Actually Earthbound isn't a good example. As someone who had a SNES I never heard of that game until well after the SNES had gone. While it might have been promoted heavily to a segement within geek culture, it was NOT promoted properly to the demographic at large as I knew a decent amount about gaming at the time, was really into RPGs, both PnP AND computer oriented, and it was my kind of thing.
To be honest I think there is MORE awareness of Earthbound and Mother now than there was then.
Basically, throwing up advertisements and spending a lot of money promoting something is absolutly pointless if you somehow do it the wrong way, and it's not always obvious what went wrong.

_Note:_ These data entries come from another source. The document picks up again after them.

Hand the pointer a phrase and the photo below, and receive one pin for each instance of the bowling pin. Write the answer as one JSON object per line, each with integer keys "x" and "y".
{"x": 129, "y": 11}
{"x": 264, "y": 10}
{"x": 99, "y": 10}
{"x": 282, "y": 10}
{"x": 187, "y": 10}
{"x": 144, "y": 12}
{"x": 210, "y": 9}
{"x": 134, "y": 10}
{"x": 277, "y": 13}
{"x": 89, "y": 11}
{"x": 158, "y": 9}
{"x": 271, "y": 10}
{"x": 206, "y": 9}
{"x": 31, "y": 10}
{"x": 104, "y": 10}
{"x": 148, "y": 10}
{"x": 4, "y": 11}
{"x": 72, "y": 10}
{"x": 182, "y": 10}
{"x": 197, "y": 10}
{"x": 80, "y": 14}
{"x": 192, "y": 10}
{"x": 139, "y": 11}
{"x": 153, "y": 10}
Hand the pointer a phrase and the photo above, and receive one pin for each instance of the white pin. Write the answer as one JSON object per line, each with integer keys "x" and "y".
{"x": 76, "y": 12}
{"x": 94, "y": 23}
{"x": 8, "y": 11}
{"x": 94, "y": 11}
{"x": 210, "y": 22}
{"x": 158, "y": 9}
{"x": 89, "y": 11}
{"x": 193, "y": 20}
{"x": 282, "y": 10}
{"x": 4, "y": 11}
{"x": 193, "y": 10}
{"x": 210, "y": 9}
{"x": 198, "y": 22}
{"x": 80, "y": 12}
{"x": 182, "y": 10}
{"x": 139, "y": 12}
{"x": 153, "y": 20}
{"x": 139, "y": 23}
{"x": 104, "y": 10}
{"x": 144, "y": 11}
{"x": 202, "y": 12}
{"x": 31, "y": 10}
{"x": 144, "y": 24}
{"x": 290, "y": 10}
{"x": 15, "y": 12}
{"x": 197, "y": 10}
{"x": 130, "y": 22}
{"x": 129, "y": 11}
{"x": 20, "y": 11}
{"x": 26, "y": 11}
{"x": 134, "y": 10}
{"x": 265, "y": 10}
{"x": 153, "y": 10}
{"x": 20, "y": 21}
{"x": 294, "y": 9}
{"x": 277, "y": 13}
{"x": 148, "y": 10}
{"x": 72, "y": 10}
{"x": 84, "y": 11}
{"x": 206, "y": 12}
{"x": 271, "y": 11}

To be honest I tend to think of Nintendo as being less stingy, than stupid.
Earthbound/Mother is in the same basic position as "Shin Megami Tensei", basically despite the promotion that was done with it, it managed to slip under the radar. The original SMT releases did not sell all that well, and got most of their following after the fact, which eventually lead to them trying again, and well... you can see what happened with the SMT titles becoming a pretty big deal in the US within the intended niche audience, which CAN sustain them.
Of course I suspect a lot of this comes down to racism as well. To be entirely blunt marketing realities aren't all of which drives the Japanese gaming industry. Years ago I used to be heavily into reading translated Japanese gaming periodicals to find out what was going on. One thing I caught was that there was an attitude that the Japanese, especially the fans, want to keep a lot of things Japan-only, and feel that it somehow cheapens the property to have an overseas release, especially to the US (which they have a wierd love/hate relationship with). Things like NOT releasing the "Final Fantasy X: International Edition" with expanded content and "Final Fantasy X-2: Final Mission" ending that story were NOT based on sales, but simply a desire to snub the US, some things I was reading were quite blunt about it.
This logic also influances why the US has not gotten numerous other games like the various "Super Robot Wars"/"Super Robot Taisen" games released more seriously here. There are claims that the liscencing would be too expensive, and similar things, but the bottom line is that there is a lot of pressure to keep them out of the US market. Selling to the US for more money is actually seen by some as "selling out". Now granted you might remember us getting some rather bad installments for the gameboy, and a more recent "Fronteir" installment which oddly enough didn't include any fighting giant robots and was more of a straight RPG (though it did feature Kos MOS from Xenosaga which was pretty cool I guess).
The overall point here is that with "Mother", I'm not entirely sure you can put the blame for us not getting futher games in the series at the feet of the fans. With the word of mouth and it making all these "best of" lists as a game many people hadn't heard of beforehand... well I'm pretty sure it could pull a SMT. I think there are a couple of differant reasons (mentioned above) we haven't seen it.
As far as "Scott Pilgrim" goes, I think there was some vast overestimation of the popularity of the property. What's more it was a movie made very specifically for a young geek demographic, rather than geeks in general. Kids by definition having less disposable income and the need to convince their parents to take them to a movie like that and pick them up.
I'm a huge geek, and really while I thought some of the ideas were interesting, I had no real interest in seeing the movie, so I didn't. It pretty much made my "maybe on Netflix, if I'm really bored" list, because really I don't associate myself with a teenager hipster douchebag doing a modernized retread of "Parker Lewis Can't Lose". Granted 15 or 20 years ago when I was in high school, or maybe early college, I would have loved this, at 36... meh.
Scott Pilgrim failed because it wasn't a geek movie, it was a movie aimed at a narrow segement of the geek community, that oddly enough have problems (especially in this economy) attending movies. Especially seeing as movie theaters over the last decade or so have tended to move to more isolated locations, as opposed to being say on the side of mainstreets. Most are attached to shopping centers, isolated from residential districts for traffic related reasons. This is also done specifically because movie theaters attract kids, and people in downtown or nearby residential areas don't want the rowdy kids around that they bring in.
While it was many years ago, one of the last few remaining theaters in an actual town that showed movies like this "Jewett City" was in part responsible for the town imposing a curfew on those below a certain age after a specific time. It was challenged and overturned, but well... that kind of summarizes the attitude.
Now granted there are probably areas that represent exceptions as far as theater locations, youth access, and similar things, but thinking nationally... well, I think there were problems with audience accessibility that were not considered, of course then again I also think they misunderstood who their audience actually was and how narrow a niche it was.